Home

Hoge Raad, 29-04-2022, ECLI:NL:HR:2022:667, 21/02000

Hoge Raad, 29-04-2022, ECLI:NL:HR:2022:667, 21/02000

Gegevens

Instantie
Hoge Raad
Datum uitspraak
29 april 2022
Datum publicatie
29 april 2022
ECLI
ECLI:NL:HR:2022:667
Formele relaties
Zaaknummer
21/02000

Inhoudsindicatie

HR: 81.1 RO.

Uitspraak

HOGE RAAD DER NEDERLANDEN

BELASTINGKAMER

Nummer 21/02000

Datum 29 april 2022

ARREST

in de zaak van

[X] te [Z] (hierna: belanghebbende)

tegen

het BESTUUR VAN HET NOORDELIJK BELASTINGKANTOOR

op het beroep in cassatie tegen de uitspraak van het Gerechtshof Arnhem-Leeuwarden van 28 april 2021, nr. 20/005581, op het hoger beroep van de heffingsambtenaar van het Noordelijk Belastingkantoor tegen een uitspraak van de Rechtbank Noord-Nederland (nr. LEE 17/3747) betreffende de aan belanghebbende voor het jaar 2014 opgelegde aanslagen in de rioolheffing van de gemeente Ten Boer.

1 Geding in cassatie

Belanghebbende, vertegenwoordigd door P.F. van der Muur, heeft tegen de uitspraak van het Hof beroep in cassatie ingesteld en daarbij een aantal klachten aangevoerd.

Het bestuur van het Noordelijk Belastingkantoor, vertegenwoordigd door [P], heeft een verweerschrift ingediend.

Belanghebbende heeft een conclusie van repliek ingediend.

Het bestuur van het Noordelijk Belastingkantoor heeft een conclusie van dupliek ingediend.

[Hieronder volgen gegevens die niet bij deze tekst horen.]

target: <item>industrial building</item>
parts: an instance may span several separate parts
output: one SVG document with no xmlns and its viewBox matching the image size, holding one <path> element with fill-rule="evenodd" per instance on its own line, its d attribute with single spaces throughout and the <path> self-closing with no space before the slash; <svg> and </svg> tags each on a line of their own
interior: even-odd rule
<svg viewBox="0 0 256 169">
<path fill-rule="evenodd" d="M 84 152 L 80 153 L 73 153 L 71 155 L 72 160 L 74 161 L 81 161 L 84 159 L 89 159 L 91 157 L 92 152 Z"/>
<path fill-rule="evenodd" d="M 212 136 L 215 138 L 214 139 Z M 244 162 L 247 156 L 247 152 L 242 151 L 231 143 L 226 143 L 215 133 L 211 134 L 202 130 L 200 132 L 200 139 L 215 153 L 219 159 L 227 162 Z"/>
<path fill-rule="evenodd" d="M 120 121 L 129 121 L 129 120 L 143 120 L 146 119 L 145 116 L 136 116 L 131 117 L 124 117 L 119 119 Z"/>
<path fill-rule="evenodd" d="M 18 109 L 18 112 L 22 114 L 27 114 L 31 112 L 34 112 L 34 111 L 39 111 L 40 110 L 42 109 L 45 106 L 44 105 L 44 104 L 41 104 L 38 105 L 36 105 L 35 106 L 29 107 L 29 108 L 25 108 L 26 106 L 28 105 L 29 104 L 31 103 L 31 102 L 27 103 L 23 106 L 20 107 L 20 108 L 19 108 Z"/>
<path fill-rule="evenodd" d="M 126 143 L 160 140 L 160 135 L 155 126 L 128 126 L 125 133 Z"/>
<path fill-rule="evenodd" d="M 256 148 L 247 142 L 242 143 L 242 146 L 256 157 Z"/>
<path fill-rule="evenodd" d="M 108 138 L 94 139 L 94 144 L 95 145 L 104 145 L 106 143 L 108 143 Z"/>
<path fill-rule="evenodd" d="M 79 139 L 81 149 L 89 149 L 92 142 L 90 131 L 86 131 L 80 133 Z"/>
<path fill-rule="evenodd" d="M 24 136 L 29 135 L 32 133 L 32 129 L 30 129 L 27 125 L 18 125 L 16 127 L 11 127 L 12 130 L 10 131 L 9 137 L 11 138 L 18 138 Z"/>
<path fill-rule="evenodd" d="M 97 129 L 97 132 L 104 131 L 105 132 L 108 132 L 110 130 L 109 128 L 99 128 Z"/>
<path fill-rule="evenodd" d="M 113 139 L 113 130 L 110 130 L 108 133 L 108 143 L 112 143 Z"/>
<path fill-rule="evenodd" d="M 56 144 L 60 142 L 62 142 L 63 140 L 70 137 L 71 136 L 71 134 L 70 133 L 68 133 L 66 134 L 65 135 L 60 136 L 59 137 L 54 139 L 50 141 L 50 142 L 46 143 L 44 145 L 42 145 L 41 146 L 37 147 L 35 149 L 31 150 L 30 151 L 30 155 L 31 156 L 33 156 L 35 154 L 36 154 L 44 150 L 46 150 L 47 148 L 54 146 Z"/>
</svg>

2 Beoordeling van de klachten

De Hoge Raad heeft de klachten over de uitspraak van het Hof beoordeeld. De uitkomst hiervan is dat deze klachten niet kunnen leiden tot vernietiging van die uitspraak. De Hoge Raad hoeft niet te motiveren waarom hij tot dit oordeel is gekomen. Bij de beoordeling van deze klachten is het namelijk niet nodig om antwoord te geven op vragen die van belang zijn voor de eenheid of de ontwikkeling van het recht (zie artikel 81, lid 1, van de Wet op de rechterlijke organisatie).

3 Proceskosten

De Hoge Raad ziet geen aanleiding voor een veroordeling in de proceskosten.